The National Weather Service is predicting that a front will stall over the Washington area for the next few days, but the resulting showers will only be intermittent. Look for cooler temperatures and occasional showers through Saturday morning, with a continued chance of rain into the afternoon. Sunday should be cool and dry.
Should be. October weather, often very pleasant, has defied prediction, as noted by The Washington Post over the years. On Oct. 5, 1891, The Post quoted the father of E. M. Chapin of 622 I St. NW, who had kept a weather record for decades. The elder Chapin noted that snow fell in the District on Oct. 4, 1836 -- "certainly in marked contrast with the present summer predictions," The Post reported.

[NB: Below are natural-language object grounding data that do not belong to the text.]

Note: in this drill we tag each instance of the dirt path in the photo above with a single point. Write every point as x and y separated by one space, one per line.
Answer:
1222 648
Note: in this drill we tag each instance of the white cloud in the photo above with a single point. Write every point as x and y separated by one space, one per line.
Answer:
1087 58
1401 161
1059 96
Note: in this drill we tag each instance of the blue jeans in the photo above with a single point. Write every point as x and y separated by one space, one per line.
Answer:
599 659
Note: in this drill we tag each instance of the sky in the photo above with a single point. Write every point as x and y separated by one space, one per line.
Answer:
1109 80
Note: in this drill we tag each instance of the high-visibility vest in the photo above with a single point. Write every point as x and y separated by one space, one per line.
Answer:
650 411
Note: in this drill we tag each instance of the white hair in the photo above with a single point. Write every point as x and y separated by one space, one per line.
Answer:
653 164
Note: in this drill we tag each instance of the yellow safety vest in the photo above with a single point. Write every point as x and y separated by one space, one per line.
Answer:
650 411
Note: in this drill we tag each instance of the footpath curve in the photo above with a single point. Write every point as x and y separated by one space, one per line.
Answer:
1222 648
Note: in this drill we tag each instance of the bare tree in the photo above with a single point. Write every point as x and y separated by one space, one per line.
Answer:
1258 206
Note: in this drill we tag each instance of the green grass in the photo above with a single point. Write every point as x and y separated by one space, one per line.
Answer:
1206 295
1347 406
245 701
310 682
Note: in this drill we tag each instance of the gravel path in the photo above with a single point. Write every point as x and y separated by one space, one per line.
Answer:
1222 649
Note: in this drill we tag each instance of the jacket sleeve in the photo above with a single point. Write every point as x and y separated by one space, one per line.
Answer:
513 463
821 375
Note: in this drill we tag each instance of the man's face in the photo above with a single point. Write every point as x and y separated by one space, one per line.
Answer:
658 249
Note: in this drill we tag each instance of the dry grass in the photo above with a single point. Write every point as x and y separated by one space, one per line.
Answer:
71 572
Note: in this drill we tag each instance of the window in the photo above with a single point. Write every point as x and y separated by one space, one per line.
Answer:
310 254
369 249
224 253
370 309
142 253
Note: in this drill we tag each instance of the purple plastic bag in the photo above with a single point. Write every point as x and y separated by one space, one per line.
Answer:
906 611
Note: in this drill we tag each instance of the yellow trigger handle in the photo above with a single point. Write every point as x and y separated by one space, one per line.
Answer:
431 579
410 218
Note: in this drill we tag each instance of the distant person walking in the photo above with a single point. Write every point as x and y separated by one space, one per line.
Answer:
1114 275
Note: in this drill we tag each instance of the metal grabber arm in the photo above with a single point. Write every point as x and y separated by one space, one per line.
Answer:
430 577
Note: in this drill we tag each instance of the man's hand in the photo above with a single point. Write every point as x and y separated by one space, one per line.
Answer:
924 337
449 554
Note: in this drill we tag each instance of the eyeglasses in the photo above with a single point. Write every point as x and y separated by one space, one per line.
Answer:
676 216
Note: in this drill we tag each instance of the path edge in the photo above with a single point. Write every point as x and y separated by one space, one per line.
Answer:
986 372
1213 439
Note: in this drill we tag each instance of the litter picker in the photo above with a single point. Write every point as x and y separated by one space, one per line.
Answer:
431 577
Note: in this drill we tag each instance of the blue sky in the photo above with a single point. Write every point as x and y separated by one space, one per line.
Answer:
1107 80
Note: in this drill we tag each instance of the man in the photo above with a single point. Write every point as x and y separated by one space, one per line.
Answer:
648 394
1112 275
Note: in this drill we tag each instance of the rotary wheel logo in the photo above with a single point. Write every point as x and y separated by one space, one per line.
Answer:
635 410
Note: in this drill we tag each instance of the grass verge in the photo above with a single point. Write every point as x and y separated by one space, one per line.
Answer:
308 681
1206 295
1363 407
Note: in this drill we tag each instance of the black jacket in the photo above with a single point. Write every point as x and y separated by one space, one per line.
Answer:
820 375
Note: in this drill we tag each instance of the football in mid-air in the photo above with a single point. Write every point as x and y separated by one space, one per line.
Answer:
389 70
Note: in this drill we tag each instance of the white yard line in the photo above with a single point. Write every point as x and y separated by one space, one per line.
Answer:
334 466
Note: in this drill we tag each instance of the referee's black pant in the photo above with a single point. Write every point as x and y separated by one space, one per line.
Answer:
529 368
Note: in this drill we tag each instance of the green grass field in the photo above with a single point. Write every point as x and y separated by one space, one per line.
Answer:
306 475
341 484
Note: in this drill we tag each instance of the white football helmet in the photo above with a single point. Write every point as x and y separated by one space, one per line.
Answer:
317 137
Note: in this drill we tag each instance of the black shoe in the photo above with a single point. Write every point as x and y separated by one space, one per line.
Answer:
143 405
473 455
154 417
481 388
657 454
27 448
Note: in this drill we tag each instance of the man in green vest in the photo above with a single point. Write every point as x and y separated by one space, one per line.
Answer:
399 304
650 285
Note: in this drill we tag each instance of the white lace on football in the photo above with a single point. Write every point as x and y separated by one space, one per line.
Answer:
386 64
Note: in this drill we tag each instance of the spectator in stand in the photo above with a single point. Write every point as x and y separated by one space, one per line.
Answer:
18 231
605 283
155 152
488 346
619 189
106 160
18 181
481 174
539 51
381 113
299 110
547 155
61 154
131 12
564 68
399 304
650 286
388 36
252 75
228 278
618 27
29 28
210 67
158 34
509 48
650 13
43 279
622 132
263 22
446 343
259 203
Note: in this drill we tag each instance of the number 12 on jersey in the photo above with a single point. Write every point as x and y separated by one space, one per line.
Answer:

In October 1880, too much rain was the problem, although "a cheerful sun and bracing October weather" dried up the mud -- at a time when mud was an important consideration for horses, buggies and pedestrians -- in time for the opening of the second annual national fair exhibition.
In October 1891, a spate of frosty October weather made the local food inspector's duties easier. He found the smallest amount since spring of spoiled beef, mutton, veal, pork, fish, pumpkins, corn, potatoes, turnips and tomatoes. He did find 500 clams and 600 crabs of "impure condition." They were sent down the river as garbage.
In 1895, daily meteorological observations taken at Brace's Drug Store in Georgetown found that the first ice of the season formed on Oct. 10 and that frost occurred on 11 days during the month.
And in 1901, October was so warm that many Washingtonians enjoyed the sun and surf at Atlantic City until November. C. N. Collins and T. V. Ketchum "selected delightful quarters at the Belmont for a portion of the season," while A. D. Wittington, among numerous other Washingtonians, enjoyed "the invigorating saline breezes at the Dennis."
Nearly four decades later, Whittington would have needed coat and gloves back home in Washington. On Oct. 19, 1940, snow and ice felled electric wires and disrupted traffic "as the coldest mid-October weather in 10 years gripped the Washington area." Planes at Washington Airport (now Reagan National Airport) were grounded as the first measurable snow since October 1925 began to fall.
Snow is not in the forecast this year.